Britain ‘doesn’t care’ about two soldiers on death row in Russia-occupied Ukraine, the breakaway region’s leader claims as he accuses London of failing to intervene to stop their execution
- Denis Pushilin declared Brits Shaun Pinner and Aiden Aslin would be executed
- He said Britain failed to intervene and therefore doesn’t care about its people
- Foreign Secretary Liz Truss said best way to intervene is through the Ukrainians
- She warned a direct British intervention could be seen to validate Russia’s claims the pair are mercenaries, despite them having fought as part of Ukrainian army
The leader of the so-called Donetsk People’s Republic has claimed the UK does not care about its citizens because it has not yet intervened in the planned execution of two Britons captured in Ukraine.
Denis Pushilin declared that British nationals Shaun Pinner and Aiden Aslin, who were captured in Mariupol, will be executed by firing squad for participating in the war as ‘mercenaries’ despite fighting as paid members of Ukraine’s armed forces.
The pair were handed a death sentence last week following a show trial which saw them locked in a cage as their fate was read out.
Now Pushilin, a prominent MP in Russian President Vladimir Putin’s United Russia party, says Britain has not pushed for their release, thereby showing disdain for its own people.
‘There has been no contact from the British authorities,’ he told Russian state-controlled news outlet RIA Novosti.
‘It’s my impression that they have a don’t-care attitude to their citizens, despite all their grandiose statements about how they are looking after their citizens.’
Head of the separatist self-proclaimed Donetsk People’s Republic Denis Pushilin attends the St. Petersburg International Economic Forum (SPIEF) in Saint Petersburg, Russia June 16, 2022
British citizen Aiden Aslin, 28, stands behind bars in a courtroom in Donetsk
British national Shaun Pinner, 48, is pictured in a cage in a Donetsk courtroom where he was handed a death sentence
British citizens Aiden Aslin (L) and Shaun Pinner (R) and Moroccan Saaudun Brahim (C) attend a sentencing hearing at the Supreme Court of the self-proclaimed Donetsk People’s Republic (DPR) in Donetsk, eastern Ukraine, 09 June 2022
Mr Aslin, 28, and Mr Pinner, 48, were members of regular Ukrainian military units fighting in Mariupol, the southern port city which was the scene of some of the heaviest fighting since Vladimir Putin’s invasion of Ukraine.
They were captured last month when Russian forces overwhelmed the besieged and devastated port city of Mariupol and forced the small Ukrainian contingent holed up in the sprawling Azovstal steel plant to surrender.

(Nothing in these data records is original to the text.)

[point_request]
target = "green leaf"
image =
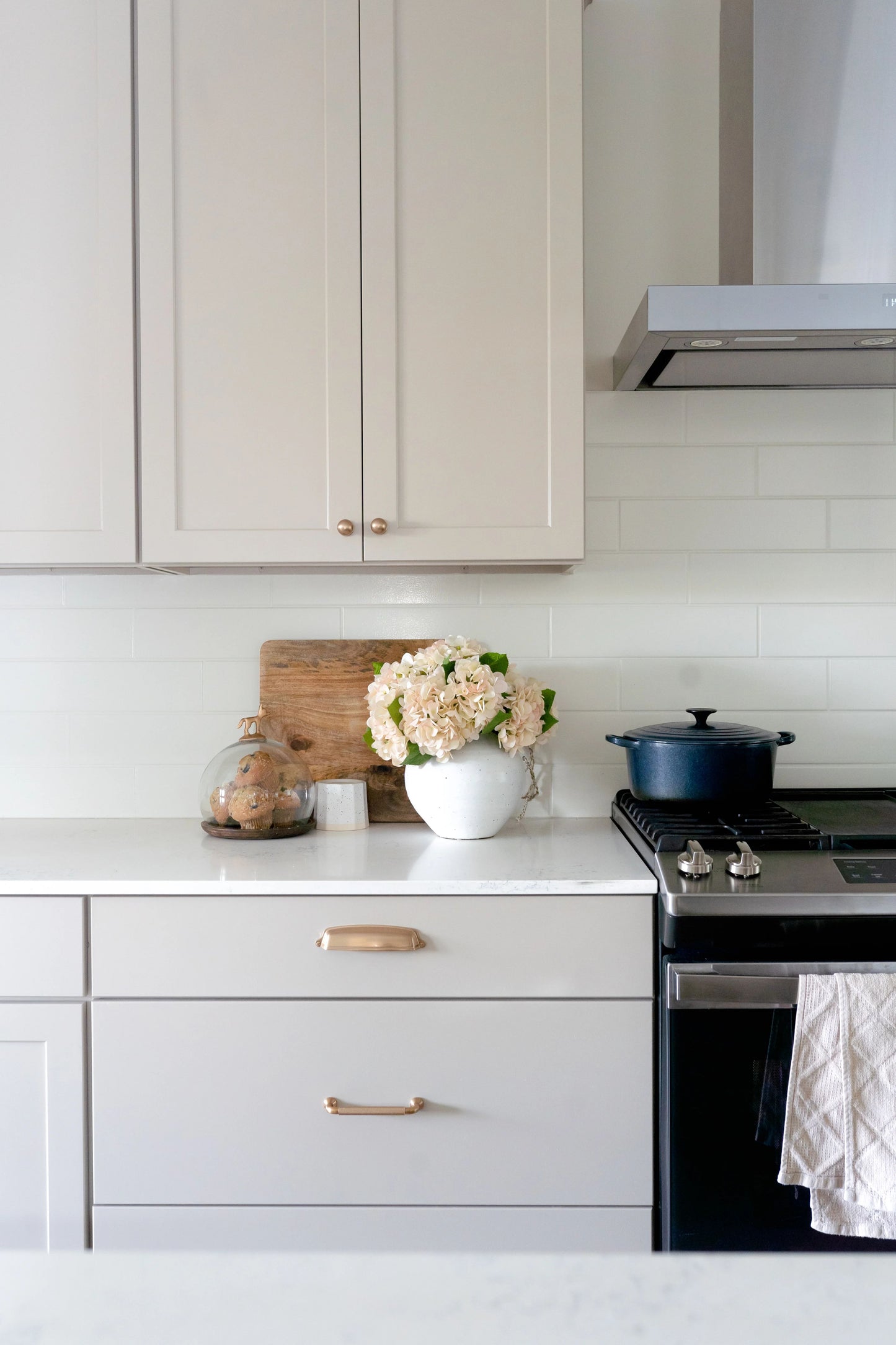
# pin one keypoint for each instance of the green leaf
(496, 722)
(497, 662)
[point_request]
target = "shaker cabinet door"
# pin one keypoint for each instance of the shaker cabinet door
(42, 1138)
(249, 259)
(472, 280)
(66, 284)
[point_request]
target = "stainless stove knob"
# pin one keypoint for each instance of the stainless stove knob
(695, 861)
(743, 864)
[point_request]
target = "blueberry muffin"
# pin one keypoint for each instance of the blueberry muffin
(253, 807)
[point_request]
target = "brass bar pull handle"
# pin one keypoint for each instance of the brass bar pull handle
(337, 1109)
(370, 939)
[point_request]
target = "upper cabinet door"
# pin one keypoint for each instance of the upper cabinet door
(66, 284)
(247, 122)
(472, 279)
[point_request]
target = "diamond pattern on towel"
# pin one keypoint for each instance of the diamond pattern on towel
(840, 1129)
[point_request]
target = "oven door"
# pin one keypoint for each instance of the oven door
(725, 1044)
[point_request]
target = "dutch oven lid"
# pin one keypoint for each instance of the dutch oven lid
(701, 732)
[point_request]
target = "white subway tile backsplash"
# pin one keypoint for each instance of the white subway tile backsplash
(609, 631)
(115, 686)
(355, 589)
(602, 525)
(835, 738)
(139, 738)
(863, 685)
(31, 591)
(170, 790)
(821, 470)
(853, 777)
(580, 684)
(671, 473)
(30, 738)
(863, 525)
(229, 687)
(793, 578)
(518, 631)
(753, 684)
(828, 631)
(175, 591)
(586, 791)
(623, 419)
(76, 790)
(742, 525)
(33, 634)
(224, 634)
(613, 578)
(843, 416)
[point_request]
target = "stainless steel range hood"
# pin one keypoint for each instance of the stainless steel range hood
(806, 210)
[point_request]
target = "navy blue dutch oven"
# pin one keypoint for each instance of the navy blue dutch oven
(700, 762)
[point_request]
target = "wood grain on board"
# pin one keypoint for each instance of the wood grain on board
(315, 697)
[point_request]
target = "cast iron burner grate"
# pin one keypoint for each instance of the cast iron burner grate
(765, 823)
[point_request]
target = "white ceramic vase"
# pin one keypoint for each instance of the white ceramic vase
(472, 795)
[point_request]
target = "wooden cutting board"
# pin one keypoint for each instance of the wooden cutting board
(313, 695)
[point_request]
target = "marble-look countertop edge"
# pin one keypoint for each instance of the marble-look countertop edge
(167, 888)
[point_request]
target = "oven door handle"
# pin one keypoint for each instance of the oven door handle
(750, 986)
(703, 990)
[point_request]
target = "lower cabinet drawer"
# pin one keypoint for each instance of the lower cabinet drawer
(42, 947)
(371, 1228)
(222, 1103)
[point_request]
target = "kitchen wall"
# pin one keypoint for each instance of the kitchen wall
(742, 547)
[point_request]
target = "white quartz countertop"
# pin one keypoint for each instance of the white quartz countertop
(244, 1300)
(175, 857)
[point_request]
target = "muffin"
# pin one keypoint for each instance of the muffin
(259, 769)
(220, 802)
(286, 806)
(253, 807)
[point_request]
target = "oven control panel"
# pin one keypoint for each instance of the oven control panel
(868, 870)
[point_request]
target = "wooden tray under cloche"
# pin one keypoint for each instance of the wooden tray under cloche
(238, 833)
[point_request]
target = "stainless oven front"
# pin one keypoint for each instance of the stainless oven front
(724, 1061)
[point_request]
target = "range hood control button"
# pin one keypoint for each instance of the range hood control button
(743, 862)
(695, 861)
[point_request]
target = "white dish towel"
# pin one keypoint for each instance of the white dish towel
(840, 1126)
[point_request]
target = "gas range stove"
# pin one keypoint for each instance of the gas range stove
(800, 853)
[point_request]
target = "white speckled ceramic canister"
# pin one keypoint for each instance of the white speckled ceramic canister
(342, 806)
(472, 795)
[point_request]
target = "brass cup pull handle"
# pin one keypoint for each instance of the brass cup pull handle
(370, 939)
(337, 1109)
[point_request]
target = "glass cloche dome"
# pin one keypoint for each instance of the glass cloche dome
(255, 789)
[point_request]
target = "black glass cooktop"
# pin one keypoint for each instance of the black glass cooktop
(790, 820)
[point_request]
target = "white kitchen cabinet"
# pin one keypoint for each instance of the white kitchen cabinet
(465, 131)
(66, 277)
(249, 280)
(472, 280)
(42, 1141)
(222, 1103)
(268, 947)
(371, 1228)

UK Foreign Secretary Liz Truss, a favourite target of Russian state media, said earlier this week that the best route to secure the release of Aslin and Pinner was ‘through the Ukrainians’.

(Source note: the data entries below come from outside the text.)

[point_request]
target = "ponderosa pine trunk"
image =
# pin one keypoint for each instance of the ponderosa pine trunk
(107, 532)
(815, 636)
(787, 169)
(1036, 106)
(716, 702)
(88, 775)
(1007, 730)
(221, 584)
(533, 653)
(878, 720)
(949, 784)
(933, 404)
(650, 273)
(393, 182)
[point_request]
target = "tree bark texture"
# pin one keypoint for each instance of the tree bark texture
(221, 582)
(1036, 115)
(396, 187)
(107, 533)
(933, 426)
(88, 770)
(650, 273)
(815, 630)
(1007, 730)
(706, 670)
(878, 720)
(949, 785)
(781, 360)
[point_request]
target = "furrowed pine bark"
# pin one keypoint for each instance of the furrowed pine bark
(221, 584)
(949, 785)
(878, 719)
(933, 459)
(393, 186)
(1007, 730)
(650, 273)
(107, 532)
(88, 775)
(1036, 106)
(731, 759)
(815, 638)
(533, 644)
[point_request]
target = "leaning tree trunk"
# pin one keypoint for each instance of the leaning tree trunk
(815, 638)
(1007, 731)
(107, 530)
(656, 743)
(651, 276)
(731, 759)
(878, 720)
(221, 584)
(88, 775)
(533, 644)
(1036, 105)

Truss went on to say that she would do ‘whatever it takes’ to secure the release of Pinner and Aslin.
Kremlin spokesperson Dmitry Peskov recently told reporters in a conference call that London had not contacted Moscow about the issue.
He said: ‘Of course, everything will depend on the appeal from London, and I am sure that the Russian side will be ready to consider it.’
But Britain has so far declined publicly to raise the issue with authorities in the DPR, with Truss warning that if British authorities were to intervene directly it could be seen to validate Russian claims the detainees are mercenaries.
Shaun Pinner, pictured with wife Larysa, now faces execution by firing squad after surrendering to Russian forces in Ukraine
The kangaroo court accused Pinner and Aslin (pictured) of being mercenaries, despite them serving as regular soldiers in the Ukrainian army
Denis Pushilin, the leader of the Donetsk People’s Republic controlled by Russia-backed separatists, gestures speaking to foreign journalists in an area of the Mariupol Sea Port, close to where Aslin and Pinner were taken prisoner
The European Court of Human Rights (ECtHR) has intervened in the case of a Moroccan man sentenced to death alongside Aslin and Pinner.
The Strasbourg-based court will indicate to the Russian government that it should ensure the death penalty imposed on Brahim Saadoune is not carried out.
Saadoune was sentenced to death in the same hearing as the Brits, with whom he shared a cage in the courtroom.
It is not known whether Pinner or Aslin have made requests to the ECtHR.